I am throttling a scroll event like so:

window.addEventListener('scroll', throttle(() => {
    console.log('scroll event triggered with throttle');
}, 150));

Because I do not want the scroll event to trigger 100's of times per second when somebody scrolls I have throttled it with a lodash throttle function.

I have read up on numerous articles which talk about doing this for obvious performance reasons but none talk about what kind of amount to set for the milliseconds on the throttle.

Of course this might depend on the use case and what code actually gets executed within the throttle. In my case I am doing a viewport check to see if something is still within the viewport.
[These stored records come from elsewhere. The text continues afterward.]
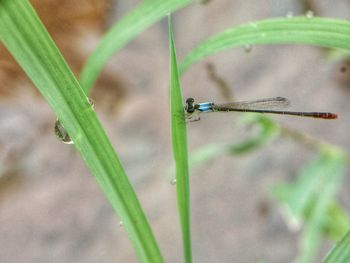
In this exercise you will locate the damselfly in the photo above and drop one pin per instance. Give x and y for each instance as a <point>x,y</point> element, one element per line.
<point>192,109</point>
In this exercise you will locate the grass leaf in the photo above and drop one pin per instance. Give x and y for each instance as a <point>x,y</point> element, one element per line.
<point>341,252</point>
<point>179,140</point>
<point>316,31</point>
<point>26,38</point>
<point>311,197</point>
<point>140,18</point>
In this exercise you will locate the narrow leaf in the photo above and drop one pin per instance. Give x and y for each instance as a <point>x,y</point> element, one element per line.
<point>26,38</point>
<point>179,140</point>
<point>341,252</point>
<point>140,18</point>
<point>316,31</point>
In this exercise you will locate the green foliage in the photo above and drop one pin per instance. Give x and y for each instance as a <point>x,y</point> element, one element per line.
<point>179,140</point>
<point>341,252</point>
<point>316,31</point>
<point>267,131</point>
<point>140,18</point>
<point>310,200</point>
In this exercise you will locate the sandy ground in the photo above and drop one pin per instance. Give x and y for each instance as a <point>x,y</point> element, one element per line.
<point>51,207</point>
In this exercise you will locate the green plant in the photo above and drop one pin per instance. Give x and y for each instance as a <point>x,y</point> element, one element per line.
<point>25,37</point>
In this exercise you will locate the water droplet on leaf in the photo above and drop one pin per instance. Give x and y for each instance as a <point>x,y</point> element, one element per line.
<point>289,14</point>
<point>309,14</point>
<point>248,48</point>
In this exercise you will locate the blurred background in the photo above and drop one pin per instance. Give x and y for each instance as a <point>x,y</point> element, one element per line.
<point>52,210</point>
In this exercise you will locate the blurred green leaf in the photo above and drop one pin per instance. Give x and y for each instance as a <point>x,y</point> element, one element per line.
<point>179,140</point>
<point>136,21</point>
<point>317,31</point>
<point>337,221</point>
<point>310,197</point>
<point>341,252</point>
<point>268,130</point>
<point>25,37</point>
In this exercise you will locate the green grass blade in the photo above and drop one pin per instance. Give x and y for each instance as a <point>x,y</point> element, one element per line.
<point>317,31</point>
<point>310,198</point>
<point>25,37</point>
<point>179,139</point>
<point>140,18</point>
<point>341,252</point>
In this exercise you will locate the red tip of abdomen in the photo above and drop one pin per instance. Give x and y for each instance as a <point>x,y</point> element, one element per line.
<point>327,115</point>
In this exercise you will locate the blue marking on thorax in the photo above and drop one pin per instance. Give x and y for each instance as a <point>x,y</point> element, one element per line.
<point>205,107</point>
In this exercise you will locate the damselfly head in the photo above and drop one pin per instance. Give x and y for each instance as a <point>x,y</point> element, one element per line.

How would you try and find a suitable amount for the milliseconds? Of course I would love to go as low as possible because it will fire an AJAX requests faster when it comes to an infinite scroll but I also do not want to cause performance issues.

It is hard testing this on a high-end desktop because I will probably never run into performance issues.

A pretty broad question but I would love to know (preferably in chrome) if this can be profiled for worst case scenarios.

I your case I suggest you to use IntersectionObserver . There still will be performance considerations, but if you only want to check that content is visible, it is relatively fast operation - observer will give you this information on IntersectionObserverEntry .

When doing some animations, try to target your animations frame rate of 60fps (one frame per 16ms) and use. If you want to handle orientation change or resize, I'd suggest delay of 450ms (empirically counted duration of orientation change on iPad which in our experiments was largest value of all devices tested).

As for testing, chromium based browsers allow you to throttle CPU: 在此处输入图片说明

I'm not sure if it is available in other browsers.

In any case it might be a good idea to postpone code execution with requestAnumationFrame (for animations) or requestIdleCallback (for computations). It will help to avoid bottlenecks to some degree.